Regulamentação da segurança e saúde dos trabalhadores do setor (NR 36), que reduziu acidentes, esteve no alvo do governo de Jair Bolsonaro (PL), que não conseguiu afrouxá-la. O desafio agora é a sua preservação e efetivação.
Leomar Daroncho e Lincoln Cordeiro
03 | 04 | 2023
Foto: agencia brasil
A norma de segurança e saúde dos trabalhadores do abate e processamento de carnes está completando 10 anos neste mês. Construída por consenso de frigoríficos, trabalhadores e governo, a Norma Regulamentadora (NR) 36 resultou da preocupação com os altos índices de acidentes ocupacionais e das particularidades do setor.
Após a entrada em vigor da norma, a União Internacional de Trabalhadores da Alimentação (UITA) celebrou a redução de até 75% das manifestações de LER/Dort, entre 2009 e 2018, que atribuiu à pressão que levou ao respeito de requisitos mínimos de proteção, numa das atividades que concentra a mais ampla exposição a fatores de risco que se conhece, registrando que ficou “nítido o impacto positivo da publicação da NR 36 em 2013”.
Realizando até 90 movimentos por minuto – com ritmo determinado por máquinas –, em longas jornadas, com ambiente frio e baixa renovação do ar, operários são expostos a riscos de amputações e quedas, na presença de agentes biológicos e químicos (como a amônia), com exigência de grande esforço em posturas inadequadas, dentre outras situações críticas.
Na obra As doenças dos trabalhadores, Bernardino Ramazzini registrou, em 1700, o resultado da observação e da escuta de operários. Relacionou o trabalho com as doenças típicas de 50 profissões.
O médico da Universidade de Módena foi o precursor do estudo do ambiente laboral, pesquisando contaminantes físicos e químicos. Constatou que as prolongadas posturas em posições inadequadas e os movimentos repetitivos geravam transtornos musculoesqueléticos. Indicou o uso de dispositivos de proteção e pausas, assim como a redução das jornadas, como eficientes medidas de cautela.
Apesar da relativa melhoria, após a NR 36, as deficiências na ergonomia e no meio ambiente de trabalho seguem gerando acidentes e doenças do trabalho. Com 90 ocorrências por dia, o setor é destaque negativo dentre as atividades industriais. Em 2021, em plena pandemia, 40 pessoas perderam a vida trabalhando na indústria de abate e processamento de carne.
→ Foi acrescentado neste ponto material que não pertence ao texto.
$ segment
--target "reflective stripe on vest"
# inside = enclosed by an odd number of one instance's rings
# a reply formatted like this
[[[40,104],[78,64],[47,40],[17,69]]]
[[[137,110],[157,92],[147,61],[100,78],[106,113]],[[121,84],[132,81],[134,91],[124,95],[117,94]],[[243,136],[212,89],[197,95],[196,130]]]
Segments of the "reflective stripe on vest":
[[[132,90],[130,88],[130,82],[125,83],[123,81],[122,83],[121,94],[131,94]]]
Mesmo assim, a pretexto de simplificar o setor, o Governo tentou revisar a NR 36, mirando as pausas de proteção, que são imprescindíveis para a preservação da saúde dos trabalhadores em atividades repetitivas. A nociva proposta encontrou resistência dos trabalhadores e de médicos do trabalho sem vinculação com as empresas.
Graças à sensibilidade da Justiça do Trabalho, que atendeu ao pedido do MPT, a revisão foi suspensa. Na ação, foram apontados os vícios e as inconsistências na Análise de Impacto Regulatório do Ministério do Trabalho e o desrespeito à Convenção 169/OIT, que determina a prévia escuta das comunidades tradicionais, sendo que o setor, que pratica baixos salários, emprega muitos indígenas.
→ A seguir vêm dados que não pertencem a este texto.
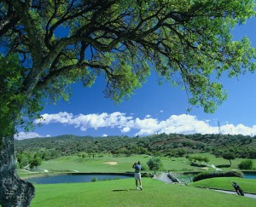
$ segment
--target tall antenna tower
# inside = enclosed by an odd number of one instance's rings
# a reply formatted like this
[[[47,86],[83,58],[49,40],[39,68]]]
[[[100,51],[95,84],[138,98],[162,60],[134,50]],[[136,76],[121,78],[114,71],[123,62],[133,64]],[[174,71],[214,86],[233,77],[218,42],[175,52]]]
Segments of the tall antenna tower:
[[[219,125],[219,121],[218,121],[218,135],[220,135],[220,125]]]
O aniversário da norma, em 18 de abril, véspera do Dia dos Povos Indígenas, também marca a luta pela Agenda 2030 da ONU, conjugando a defesa do meio ambiente e os direitos humanos.
Conectar o crescimento econômico com o trabalho digno é medida necessária para atingir um patamar civilizatório mínimo para os 590 mil brasileiros que viabilizam um dos mais importantes segmentos da economia nacional.
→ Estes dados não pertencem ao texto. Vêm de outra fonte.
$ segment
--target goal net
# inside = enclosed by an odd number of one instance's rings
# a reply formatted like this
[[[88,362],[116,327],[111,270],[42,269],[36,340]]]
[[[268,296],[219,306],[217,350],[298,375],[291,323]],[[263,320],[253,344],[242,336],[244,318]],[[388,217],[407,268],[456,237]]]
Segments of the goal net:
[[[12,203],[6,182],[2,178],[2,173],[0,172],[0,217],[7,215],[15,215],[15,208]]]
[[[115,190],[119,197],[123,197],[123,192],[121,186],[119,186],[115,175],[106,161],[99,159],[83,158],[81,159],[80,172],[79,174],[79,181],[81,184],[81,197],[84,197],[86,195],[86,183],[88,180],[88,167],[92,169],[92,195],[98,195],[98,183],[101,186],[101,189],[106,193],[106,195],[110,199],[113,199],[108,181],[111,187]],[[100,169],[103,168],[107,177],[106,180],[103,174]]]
O desafio de preservar e efetivar a NR 36 é um dos temas do Seminário sobre trabalho digno nos frigoríficos que será promovido pelo MPT, Escola Superior do Ministério Público da União e Escola Nacional de Formação e Aperfeiçoamento de Magistrados do Trabalho, dias 19 e 20 de abril de 2023, em Brasília.
Podem participar membros e servidores do MPT, membros do Conselho Nacional do MP (CNMP), magistrados do Trabalho, advogados, sindicalistas e profissionais de saúde vinculados ao SUS.